Over the weekend, I turned twenty-five. My mom considers it a milestone of a birthday. A quarter of a century. It’s a time for partying and for being excited about the future. Your twenties are supposed to be some of the best years of your life, after all!
I don’t know why they say that.
My twenties have been nothing more than a period of uncertainty over the past year and I don’t think that’s going to change any time soon. When I graduated last year, I was excited for what the future held. I couldn’t wait to start my career and meet people and write. I had met so many new people and was ready for the opportunities that awaited me.
I realize now that your twenties are actually confusing and uncertain, especially when you feel like you’re falling behind everyone else. You see the people around you starting their new careers and getting married—some even having children—and buying their first homes. You feel stuck because nothing in your life is changing, and you aren’t certain when it will change.

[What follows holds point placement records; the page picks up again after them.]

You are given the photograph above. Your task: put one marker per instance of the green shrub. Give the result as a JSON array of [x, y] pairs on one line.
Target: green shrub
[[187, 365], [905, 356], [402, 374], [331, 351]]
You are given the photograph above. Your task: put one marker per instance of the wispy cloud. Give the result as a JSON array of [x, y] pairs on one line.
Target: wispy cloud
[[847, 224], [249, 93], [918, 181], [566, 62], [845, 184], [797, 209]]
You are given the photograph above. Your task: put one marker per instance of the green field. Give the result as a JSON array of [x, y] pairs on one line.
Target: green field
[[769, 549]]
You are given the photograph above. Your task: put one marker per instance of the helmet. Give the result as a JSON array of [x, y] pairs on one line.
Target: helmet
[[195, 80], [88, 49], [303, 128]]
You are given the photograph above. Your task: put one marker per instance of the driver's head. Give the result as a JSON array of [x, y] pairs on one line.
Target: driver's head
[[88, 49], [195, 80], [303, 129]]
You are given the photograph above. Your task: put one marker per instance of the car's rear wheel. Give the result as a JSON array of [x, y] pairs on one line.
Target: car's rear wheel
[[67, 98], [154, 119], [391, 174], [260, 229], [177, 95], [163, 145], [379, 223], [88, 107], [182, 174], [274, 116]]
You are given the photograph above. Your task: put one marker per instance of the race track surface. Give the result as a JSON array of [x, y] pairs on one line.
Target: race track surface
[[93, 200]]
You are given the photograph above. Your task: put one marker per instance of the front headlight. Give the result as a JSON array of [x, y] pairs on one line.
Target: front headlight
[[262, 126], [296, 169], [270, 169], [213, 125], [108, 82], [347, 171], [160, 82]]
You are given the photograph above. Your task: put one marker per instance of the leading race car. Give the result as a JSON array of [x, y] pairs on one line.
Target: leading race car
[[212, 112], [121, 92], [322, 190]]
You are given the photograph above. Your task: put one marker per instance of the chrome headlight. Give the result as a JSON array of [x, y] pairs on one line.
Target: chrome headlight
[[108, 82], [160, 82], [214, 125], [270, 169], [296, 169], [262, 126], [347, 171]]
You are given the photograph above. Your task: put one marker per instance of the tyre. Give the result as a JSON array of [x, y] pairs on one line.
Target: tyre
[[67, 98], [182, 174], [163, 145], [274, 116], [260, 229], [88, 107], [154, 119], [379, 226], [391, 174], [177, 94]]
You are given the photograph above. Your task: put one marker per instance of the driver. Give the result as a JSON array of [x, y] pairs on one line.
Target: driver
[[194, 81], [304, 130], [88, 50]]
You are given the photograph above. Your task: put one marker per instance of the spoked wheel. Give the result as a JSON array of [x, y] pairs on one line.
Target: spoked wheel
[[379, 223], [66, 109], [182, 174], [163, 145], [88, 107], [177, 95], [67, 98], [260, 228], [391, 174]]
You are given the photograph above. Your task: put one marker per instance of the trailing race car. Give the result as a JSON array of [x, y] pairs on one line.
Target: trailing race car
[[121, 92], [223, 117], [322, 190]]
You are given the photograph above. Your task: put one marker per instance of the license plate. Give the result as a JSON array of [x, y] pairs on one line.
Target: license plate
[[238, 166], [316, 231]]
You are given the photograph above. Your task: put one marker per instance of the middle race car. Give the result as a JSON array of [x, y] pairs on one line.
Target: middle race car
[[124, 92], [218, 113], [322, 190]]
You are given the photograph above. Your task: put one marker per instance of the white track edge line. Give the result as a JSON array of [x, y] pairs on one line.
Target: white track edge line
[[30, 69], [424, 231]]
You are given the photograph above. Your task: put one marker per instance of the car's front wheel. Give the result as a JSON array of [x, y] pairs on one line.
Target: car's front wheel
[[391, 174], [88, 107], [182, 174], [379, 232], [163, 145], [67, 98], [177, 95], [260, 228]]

It’s a feeling I’m becoming familiar with. Over the past year, I’ve applied for numerous jobs, but only had five interviews. One went good, one was an unexpected phone interview that I flubbed, and the other three were only interested in my retail experience, not my education. Now, we’re in an economic slump where I am. There’s been lay-offs everywhere, and now the entry level positions I may have normally had a shot at are being filled by people with experience who have been laid off and are not choosy about taking entry level jobs. I try to remind myself that it is what it is, but a bad economy makes job hunting even more discouraging.
I can’t say where I’ll be five years from now, of course. I don’t know what the coming months will bring. All I can do is fill my time with writing and friends and the things in life that I love to do. I can continue to go on Sunday morning hikes and replay some of my favourite video games. I can learn how to make new foods. I can take a few fun classes. I can volunteer.
I can fill the coming days one at a time, and try not to let the confusion and uncertainty get the better of me.